普通、息子が熱出したって言ったら、心配になるもんだと思うんだけど…

「親には連絡してないよ」

「え、何で?」

だって病気なのに…?

「別に大したことないし…。それに、親いたってあれこれ世話焼くばっかで、かえって落ち着かないし…」

そりゃそうかもしんないけど…

なんならその気持ちも分からなくもないけど…

「もしものことがあったらどうするの?」

櫻井くんは“ただの風邪だ”って言うけど、ただの風邪こそ馬鹿にしちゃいけないのに…

「うーん…、そん時はそん時でしょ。

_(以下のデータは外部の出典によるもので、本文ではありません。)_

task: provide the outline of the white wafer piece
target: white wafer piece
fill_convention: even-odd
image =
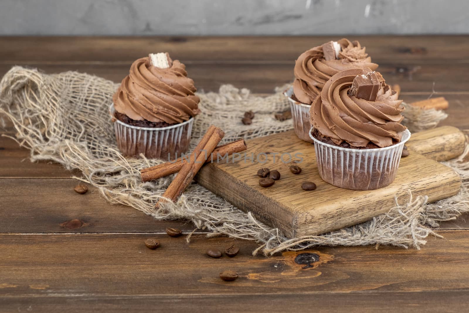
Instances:
[[[339,53],[342,51],[340,45],[337,41],[333,42],[332,44],[334,46],[334,49],[335,50],[335,58],[339,59]]]
[[[160,69],[167,69],[169,67],[167,55],[164,52],[151,53],[148,54],[148,56],[150,57],[150,63],[153,66]]]

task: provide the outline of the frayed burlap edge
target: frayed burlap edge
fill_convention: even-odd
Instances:
[[[177,203],[157,209],[155,204],[172,177],[142,183],[139,170],[161,161],[125,158],[117,149],[107,113],[116,86],[75,72],[46,75],[15,67],[0,82],[0,113],[12,121],[16,131],[14,139],[30,150],[32,161],[50,160],[69,170],[80,170],[83,176],[75,178],[97,187],[111,203],[132,206],[158,219],[190,220],[197,228],[210,230],[208,237],[227,235],[255,241],[259,247],[254,254],[325,245],[390,244],[419,249],[429,235],[438,236],[433,228],[439,221],[469,210],[469,163],[464,159],[469,154],[468,148],[458,159],[445,162],[462,178],[458,195],[429,204],[426,197],[409,192],[396,198],[395,205],[386,214],[320,236],[287,238],[278,229],[259,222],[250,213],[241,211],[195,183]],[[195,123],[192,146],[210,124],[225,130],[224,142],[291,129],[291,121],[278,122],[273,117],[273,113],[288,108],[281,94],[287,87],[279,87],[266,98],[229,85],[222,86],[219,93],[199,94],[202,113]],[[255,111],[256,117],[251,125],[243,125],[240,119],[248,109]],[[406,124],[416,131],[435,127],[446,114],[408,107],[405,117]]]

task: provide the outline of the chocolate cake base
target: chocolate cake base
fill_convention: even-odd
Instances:
[[[124,156],[139,157],[143,153],[148,158],[174,160],[189,148],[193,118],[183,123],[168,124],[135,121],[117,112],[113,112],[113,116],[122,122],[114,122],[114,127],[117,146]],[[165,128],[167,126],[173,127]]]
[[[326,137],[324,135],[320,133],[318,130],[315,129],[313,130],[313,132],[311,134],[313,137],[317,139],[318,140],[321,142],[324,142],[325,144],[327,144],[328,145],[335,145],[337,147],[341,147],[342,148],[348,148],[348,149],[358,149],[360,150],[365,150],[367,149],[378,149],[380,148],[372,142],[370,142],[368,145],[366,145],[366,147],[356,147],[355,146],[351,145],[348,142],[343,141],[340,145],[337,145],[332,141],[332,139],[329,137]],[[393,139],[393,145],[395,145],[398,143],[398,142],[394,139]]]
[[[403,145],[372,152],[369,149],[379,148],[374,144],[366,147],[345,142],[336,145],[316,130],[312,135],[320,142],[315,143],[314,148],[319,175],[326,183],[346,189],[370,190],[387,186],[395,178]],[[359,151],[340,150],[322,143]]]
[[[115,111],[114,114],[114,116],[116,118],[120,121],[121,122],[124,122],[126,124],[129,125],[131,125],[133,126],[137,126],[138,127],[148,127],[149,128],[159,128],[161,127],[167,127],[167,126],[171,126],[173,125],[176,125],[178,123],[175,123],[174,124],[169,124],[164,122],[150,122],[150,121],[147,121],[146,120],[144,120],[143,121],[136,121],[136,120],[132,120],[131,118],[125,114],[122,113],[119,113],[117,111]]]

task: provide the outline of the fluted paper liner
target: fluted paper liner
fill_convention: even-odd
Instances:
[[[401,142],[377,149],[350,149],[322,142],[312,135],[318,162],[318,169],[323,180],[346,189],[370,190],[387,186],[396,178],[404,144],[410,138],[406,130]]]
[[[284,94],[288,98],[290,108],[292,111],[292,121],[296,136],[302,140],[312,143],[310,137],[310,130],[311,122],[310,122],[310,108],[311,106],[300,103],[291,98],[293,94],[293,88],[285,91]]]
[[[186,153],[190,143],[194,118],[177,125],[151,128],[134,126],[115,118],[114,104],[109,107],[117,146],[126,156],[143,153],[151,159],[174,160]]]

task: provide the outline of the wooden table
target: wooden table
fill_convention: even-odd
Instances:
[[[366,46],[390,84],[408,101],[432,91],[449,101],[442,123],[469,128],[467,36],[355,37]],[[0,73],[15,64],[47,72],[76,70],[116,82],[132,61],[167,51],[187,66],[199,90],[222,84],[272,92],[291,81],[294,61],[320,37],[0,38]],[[0,134],[12,135],[11,125]],[[294,260],[301,252],[251,255],[253,242],[208,239],[184,232],[185,221],[157,221],[106,203],[57,164],[31,163],[29,152],[0,137],[0,312],[209,311],[425,312],[469,310],[469,215],[444,222],[420,251],[381,246],[324,247],[313,268]],[[147,249],[144,240],[159,239]],[[233,259],[209,258],[208,247],[234,243]],[[240,278],[224,282],[224,270]]]

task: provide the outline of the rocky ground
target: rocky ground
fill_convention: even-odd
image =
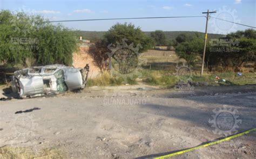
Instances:
[[[255,85],[92,87],[0,101],[0,158],[23,153],[24,158],[144,158],[193,147],[256,128],[255,90]],[[221,124],[214,127],[224,105],[234,114],[226,131],[218,128]],[[254,132],[173,158],[255,157]]]

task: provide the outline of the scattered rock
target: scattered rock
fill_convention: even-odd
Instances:
[[[58,134],[60,134],[60,133],[59,132],[56,132],[56,133],[54,133],[55,135],[58,135]]]
[[[96,140],[100,141],[104,141],[106,140],[106,138],[97,136]]]
[[[28,113],[28,112],[31,112],[33,111],[35,111],[35,110],[39,110],[41,109],[40,109],[39,107],[34,107],[33,109],[29,109],[29,110],[25,110],[24,111],[20,111],[16,112],[15,114],[20,114],[20,113]]]
[[[145,144],[146,144],[148,147],[151,147],[152,146],[151,142],[145,142]]]

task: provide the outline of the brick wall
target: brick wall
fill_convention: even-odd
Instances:
[[[91,45],[80,45],[78,51],[73,53],[73,66],[76,68],[84,68],[88,63],[90,66],[89,78],[93,78],[100,73],[100,70],[95,64],[94,60],[89,54]]]

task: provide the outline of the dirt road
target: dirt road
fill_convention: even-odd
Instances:
[[[7,156],[4,150],[15,153],[23,148],[35,155],[44,149],[45,156],[132,158],[192,147],[231,131],[255,128],[255,86],[244,86],[247,87],[244,91],[226,87],[220,92],[214,87],[188,92],[144,86],[92,88],[55,97],[0,101],[0,158]],[[237,93],[228,93],[236,89]],[[229,129],[214,118],[221,111],[213,111],[224,109],[224,105],[232,108],[227,110],[230,114],[234,113]],[[41,109],[15,114],[34,107]],[[211,126],[214,122],[216,129]],[[51,148],[55,151],[50,152]],[[174,158],[255,157],[253,132]]]

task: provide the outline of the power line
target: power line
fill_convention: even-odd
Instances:
[[[250,26],[250,25],[245,25],[245,24],[240,24],[240,23],[235,23],[235,22],[234,22],[234,21],[228,21],[228,20],[227,20],[220,19],[220,18],[217,18],[217,17],[211,17],[211,16],[210,16],[210,17],[211,18],[213,18],[219,19],[219,20],[223,20],[223,21],[227,21],[227,22],[229,22],[229,23],[232,23],[235,24],[237,24],[237,25],[245,26],[252,27],[252,28],[256,28],[256,27],[254,27],[254,26]]]
[[[163,19],[163,18],[195,18],[202,17],[204,16],[175,16],[175,17],[136,17],[136,18],[106,18],[106,19],[78,19],[78,20],[52,20],[45,21],[44,23],[55,22],[68,22],[68,21],[96,21],[96,20],[125,20],[125,19]]]
[[[105,18],[105,19],[77,19],[77,20],[50,20],[43,21],[43,23],[58,23],[58,22],[72,22],[82,21],[99,21],[99,20],[125,20],[125,19],[164,19],[164,18],[196,18],[203,17],[204,16],[173,16],[173,17],[134,17],[134,18]],[[24,23],[26,22],[21,22]],[[12,23],[1,23],[0,24],[9,24]]]
[[[204,17],[204,16],[175,16],[175,17],[136,17],[136,18],[106,18],[106,19],[91,19],[66,20],[52,20],[52,21],[43,21],[43,22],[44,22],[44,23],[47,23],[47,22],[55,23],[55,22],[111,20],[125,20],[125,19],[195,18],[195,17]]]

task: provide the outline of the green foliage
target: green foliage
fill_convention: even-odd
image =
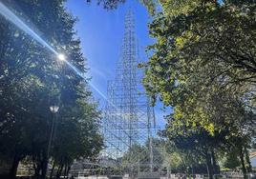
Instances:
[[[215,151],[240,146],[245,171],[255,137],[255,3],[160,0],[158,6],[149,24],[157,41],[141,66],[148,94],[173,107],[164,136],[213,168]],[[213,151],[205,150],[209,146]]]
[[[73,29],[75,21],[65,10],[64,1],[8,0],[5,4],[27,24],[32,24],[56,50],[64,51],[70,63],[86,72],[80,42]],[[96,156],[102,147],[100,113],[88,90],[88,80],[57,62],[54,54],[2,16],[0,37],[0,156],[14,163],[31,156],[35,174],[41,170],[45,175],[53,105],[59,106],[59,111],[54,121],[52,160],[70,166],[79,157]],[[12,167],[15,169],[16,166]],[[15,170],[11,172],[13,175]]]

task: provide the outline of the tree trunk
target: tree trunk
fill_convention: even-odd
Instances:
[[[216,157],[215,157],[215,153],[213,149],[211,149],[211,158],[212,158],[213,174],[220,174],[220,168],[217,165]]]
[[[63,164],[61,164],[61,166],[58,169],[58,171],[57,171],[57,174],[56,174],[56,179],[59,179],[59,177],[61,175],[61,172],[62,172],[62,169],[63,169]]]
[[[43,160],[42,160],[42,175],[41,178],[45,179],[46,175],[47,175],[47,169],[48,169],[48,158],[46,157],[46,155],[43,156]]]
[[[213,179],[213,166],[211,162],[211,155],[208,151],[206,151],[206,165],[207,165],[209,179]]]
[[[54,160],[54,161],[53,161],[53,168],[52,168],[52,170],[51,170],[50,179],[53,178],[53,171],[54,171],[54,169],[55,169],[55,165],[56,165],[56,162],[55,162],[55,160]]]
[[[10,178],[15,179],[20,158],[15,154],[10,170]]]
[[[244,174],[244,178],[246,179],[247,178],[247,172],[246,172],[246,168],[245,168],[245,159],[244,159],[244,149],[243,147],[241,147],[240,149],[240,160],[241,160],[241,165],[242,165],[242,171]]]
[[[252,167],[249,160],[249,153],[245,147],[245,154],[246,170],[247,172],[252,172]]]
[[[66,174],[67,174],[67,165],[65,164],[65,167],[64,167],[64,179],[66,178]]]

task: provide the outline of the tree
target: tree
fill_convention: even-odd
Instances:
[[[221,146],[242,145],[241,154],[246,153],[255,127],[255,4],[160,4],[162,9],[149,25],[157,39],[149,47],[153,55],[141,67],[148,94],[174,108],[166,130],[183,129],[179,137],[191,131],[209,138],[224,136]],[[246,140],[240,143],[243,138]]]
[[[86,62],[73,29],[75,21],[63,3],[5,1],[85,73]],[[1,157],[2,161],[12,163],[10,178],[15,177],[19,162],[28,156],[33,163],[35,176],[45,178],[53,121],[49,107],[53,105],[59,106],[59,111],[51,158],[68,168],[75,158],[96,155],[102,146],[98,132],[100,115],[88,90],[88,79],[79,77],[63,62],[57,62],[52,51],[0,18],[0,156],[6,156]]]

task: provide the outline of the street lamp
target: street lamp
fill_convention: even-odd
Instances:
[[[53,118],[52,120],[51,133],[50,133],[50,138],[48,141],[48,148],[47,148],[47,170],[48,170],[49,154],[50,154],[50,149],[51,149],[53,135],[53,130],[54,130],[55,114],[57,113],[58,109],[59,107],[55,105],[50,107],[50,110],[53,114]]]
[[[57,113],[58,109],[59,109],[58,106],[51,106],[51,107],[50,107],[50,110],[51,110],[53,113]]]

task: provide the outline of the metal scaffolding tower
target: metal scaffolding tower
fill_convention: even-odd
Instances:
[[[155,114],[142,87],[143,71],[138,68],[139,48],[135,17],[130,10],[124,22],[124,37],[116,78],[108,82],[107,104],[102,121],[106,149],[102,152],[123,172],[153,171],[152,137],[156,135]],[[139,147],[147,150],[140,151]],[[147,152],[147,157],[140,152]],[[113,162],[114,161],[114,162]]]

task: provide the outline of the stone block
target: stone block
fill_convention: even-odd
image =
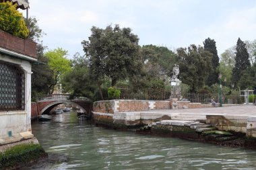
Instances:
[[[34,137],[34,135],[30,132],[21,132],[20,134],[24,138],[24,139],[28,139],[28,138],[32,138]]]
[[[247,118],[248,122],[256,122],[256,116],[250,116]]]

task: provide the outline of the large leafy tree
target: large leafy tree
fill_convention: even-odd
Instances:
[[[255,89],[256,87],[256,63],[243,71],[243,75],[238,82],[242,89]]]
[[[236,47],[236,56],[234,58],[235,65],[232,73],[232,79],[235,86],[237,85],[237,83],[241,78],[243,72],[251,66],[249,54],[245,46],[245,43],[238,38]]]
[[[177,54],[164,46],[143,46],[140,49],[143,63],[140,76],[133,79],[136,88],[164,88],[168,85]]]
[[[39,62],[32,63],[31,76],[32,99],[36,100],[36,96],[40,94],[47,94],[49,92],[49,85],[54,81],[53,72],[48,65],[48,58],[44,56],[46,46],[42,44],[41,38],[44,34],[39,28],[35,17],[28,19],[28,28],[29,34],[28,38],[36,43],[36,54]]]
[[[61,84],[64,92],[73,96],[86,96],[93,100],[95,98],[96,85],[90,76],[90,68],[88,58],[76,53],[71,60],[71,70],[65,73]]]
[[[27,38],[28,30],[22,13],[16,9],[17,5],[2,1],[0,1],[0,30],[18,37]]]
[[[84,51],[90,58],[90,75],[99,89],[104,79],[111,85],[139,72],[138,37],[129,28],[108,26],[105,29],[91,29],[89,40],[84,40]],[[103,98],[103,96],[102,95]]]
[[[61,48],[49,50],[44,55],[48,58],[48,65],[53,76],[53,81],[48,85],[49,93],[53,93],[63,75],[71,70],[71,61],[67,58],[67,51]]]
[[[205,85],[207,77],[212,73],[212,54],[194,44],[187,48],[180,48],[177,52],[179,78],[190,86],[191,92],[197,92]]]
[[[218,83],[218,77],[219,71],[219,56],[218,56],[216,42],[214,40],[210,38],[205,39],[203,42],[203,47],[205,50],[207,50],[212,54],[212,71],[210,73],[206,84],[209,86]]]

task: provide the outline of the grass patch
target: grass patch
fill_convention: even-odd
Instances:
[[[18,144],[0,153],[0,170],[24,165],[45,155],[40,144]]]

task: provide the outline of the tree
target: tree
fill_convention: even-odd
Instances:
[[[55,86],[61,81],[62,76],[71,70],[71,61],[66,58],[67,51],[58,48],[44,54],[47,57],[48,65],[53,72],[53,81],[49,85],[49,93],[53,93]]]
[[[71,96],[82,95],[92,100],[98,99],[95,96],[96,83],[90,78],[88,58],[76,53],[71,63],[71,69],[65,73],[61,80],[63,91]]]
[[[143,46],[140,49],[142,70],[131,79],[136,88],[165,88],[169,80],[173,65],[177,62],[177,54],[164,46]],[[139,79],[138,79],[139,78]]]
[[[246,44],[245,47],[247,49],[251,65],[253,65],[255,62],[256,57],[256,40],[253,42],[245,41],[245,43]]]
[[[256,87],[256,63],[251,67],[243,71],[243,77],[238,82],[238,85],[242,89],[255,89]]]
[[[105,29],[93,26],[89,40],[84,40],[84,51],[90,58],[90,75],[97,80],[98,87],[105,78],[115,86],[139,72],[139,38],[129,28],[108,26]],[[103,97],[103,96],[102,95]]]
[[[16,10],[16,7],[17,5],[13,5],[11,2],[0,3],[0,30],[26,38],[28,35],[28,30],[22,13]]]
[[[237,83],[241,78],[243,71],[251,66],[249,54],[245,45],[245,43],[238,38],[236,47],[236,56],[234,58],[235,65],[232,71],[232,80],[235,86],[237,85]]]
[[[236,56],[235,46],[226,50],[224,52],[221,54],[220,62],[219,71],[222,74],[222,77],[226,77],[226,85],[231,87],[232,83],[232,71],[234,67]]]
[[[214,40],[210,38],[205,39],[203,42],[204,50],[207,50],[212,54],[212,71],[210,73],[208,78],[206,81],[206,85],[210,86],[214,83],[218,83],[218,77],[219,71],[218,69],[219,66],[219,56],[218,56],[216,42]]]
[[[194,44],[188,48],[177,50],[180,69],[179,78],[183,83],[190,86],[190,91],[197,91],[205,83],[205,80],[212,72],[212,54]]]

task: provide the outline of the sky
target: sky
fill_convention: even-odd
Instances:
[[[46,34],[48,50],[68,50],[69,58],[84,54],[92,26],[119,24],[131,28],[141,46],[154,44],[175,50],[190,44],[216,42],[219,56],[242,40],[256,39],[254,0],[30,0],[29,16]]]

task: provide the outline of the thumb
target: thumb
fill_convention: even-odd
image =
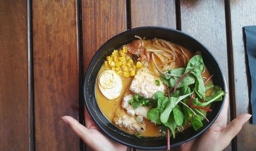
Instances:
[[[90,135],[89,130],[81,124],[78,121],[75,120],[72,117],[69,116],[65,116],[61,117],[61,119],[72,129],[86,143],[87,142],[86,136],[88,137]]]
[[[240,131],[244,124],[251,117],[249,114],[244,114],[239,115],[233,119],[223,131],[220,136],[220,143],[228,145],[232,139]]]

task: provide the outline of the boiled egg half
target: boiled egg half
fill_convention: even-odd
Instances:
[[[102,94],[110,100],[118,98],[123,90],[120,78],[112,70],[102,72],[99,76],[98,84]]]

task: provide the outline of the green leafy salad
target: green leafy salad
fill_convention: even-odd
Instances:
[[[197,131],[203,126],[202,120],[209,122],[206,116],[207,112],[211,111],[211,104],[222,100],[225,93],[220,87],[209,82],[212,76],[203,79],[201,74],[204,68],[203,58],[199,54],[189,60],[186,68],[173,69],[161,75],[161,80],[167,87],[164,92],[155,94],[152,104],[150,104],[153,107],[147,116],[163,131],[169,128],[174,138],[176,132],[182,131],[183,127],[191,125]],[[159,81],[156,82],[157,84]],[[206,96],[206,93],[210,90],[211,94]],[[142,99],[139,96],[136,97],[136,103],[147,106],[150,103],[146,99],[140,102]],[[133,106],[136,108],[137,104]]]

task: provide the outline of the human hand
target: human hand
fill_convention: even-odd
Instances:
[[[65,116],[61,119],[93,150],[126,150],[127,147],[103,134],[86,111],[86,127],[73,118]]]
[[[249,114],[240,115],[227,126],[229,101],[227,95],[222,110],[215,122],[202,136],[182,144],[181,150],[222,150],[228,145],[251,117]]]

それに、困ったことがあったら、また大野くんにメールすれば良いし(笑)」

「は、はあ?」

何か意味分かんないんですけど…

大体、僕は便利屋さんじゃないし!

「あ、それとも親が出張から帰って来るまて、大野くんがここに泊まって、俺の看病してくれても良いけど?」

「へ? ちょ、ちょっと何言ってんの?」

僕は看護師さんでもなんでもないし!

何で僕が櫻井くんの看病を?

ますます意味が分かんないよ…

でも、僕が帰った後で、櫻井くんにもしものことがあったら…

後悔してもしきれないよ…ね…

「わ、分かった、櫻井くんがそう言うなら、僕泊まっても良い…よ?」

どうせ来週まで撮影の仕事はないし、レンタルショップのバイトも明日は休みだし…

「一晩だけ…ならね?」

僕か言うと、櫻井くんは元々大きな目を、更に大きくして、ちょっと驚いたように僕を見ていた。